Take whatever time you need to sense what that “not OK” issue or feeling might be for you.
Then when you’re ready to go further, ask yourself,
- “How do I carry this not OK feeling in my body right now?”
- “How is it to be carrying the burden of this feeling…..? (Weary, scared, hurting, lonely, etc.?)”
Without trying to fix or change anything, Ask yourself:
- “Is it OK right now for me to bring a caring presence to how it feels inside to be carrying all this?”
- “Instead of blaming or reliving the past, can I companion my own feelings right now, just as I might be with a hurting child or someone who needed to feel my loving presence?”
Take time to care for your body as it carries this inside place, waiting patiently as long as you have the time, or until a word, perhaps some memory, an image, or maybe tears or something else may come that feels connected–like it’s part of the story or inner meaning in all this.
After awhile, if nothing comes and connects, or some things have come with a body connection but the overall issue still feels incomplete or unfinished, it often helps to ask stuck and hurting inner places:
- “How do you need me to be with you, so you can be my teacher and friend, so we can continue our journey together?”
Take time right now to be inside yourself with that question, and how your body responds to it.

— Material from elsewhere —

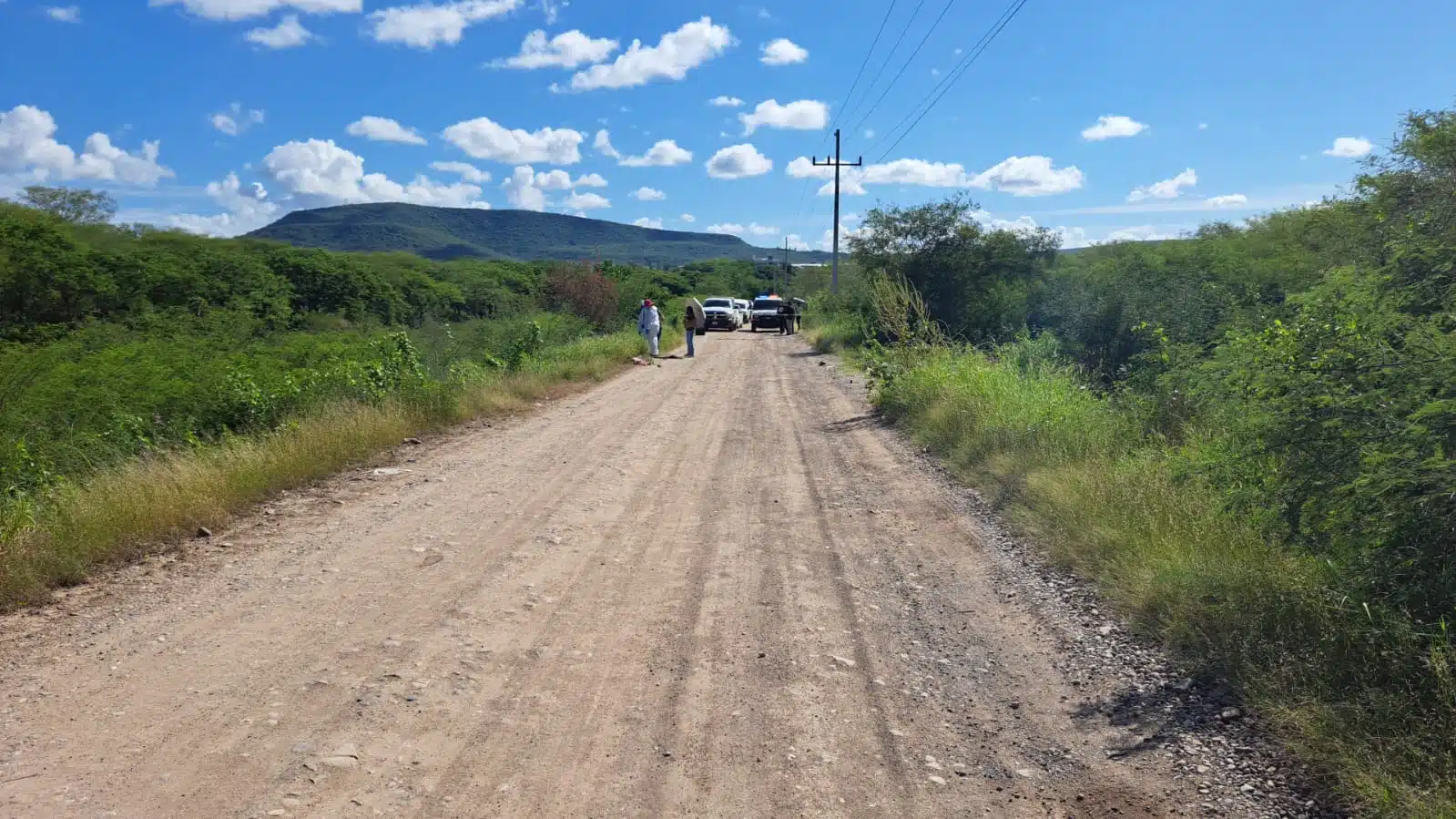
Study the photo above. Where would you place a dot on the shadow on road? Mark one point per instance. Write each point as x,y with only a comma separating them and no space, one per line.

Continue bringing a caring presence to whatever stands out most in your body, quietly listening to any story that begins to emerge, for as long as it feels right to do so.
Finally, when you’ve gone far enough, and it feels like time to bring your session to a close, promise any unfinished feeling that you will come back at another time and care for it.
Then, allow yourself a final moment to be grateful and reverent with any piece of your inner story that may have unfolded for you.
Perhaps a word, some memory, an image, or felt realization may have come inside. Take time to honor the feeling of that in your body and be thankful for it. Then, stop when you’re ready.
HOMEWORK: It is very helpful during your day to set aside moments in which to notice and nurture any important feelings.
- “Is there anything in my life right now between me and feeling all OK?”
- “What feels most important in my life right now?”
Practice moments of being with your feelings in this caring way throughout the day, simply being present and listening, inviting a response when an important feeling is ready to tell its story.
Caring presence is that vital, enabling step on a long inward journey that will last for a lifetime. It is a spiritual quest, a journey of new links into who you are continuing to become as a person.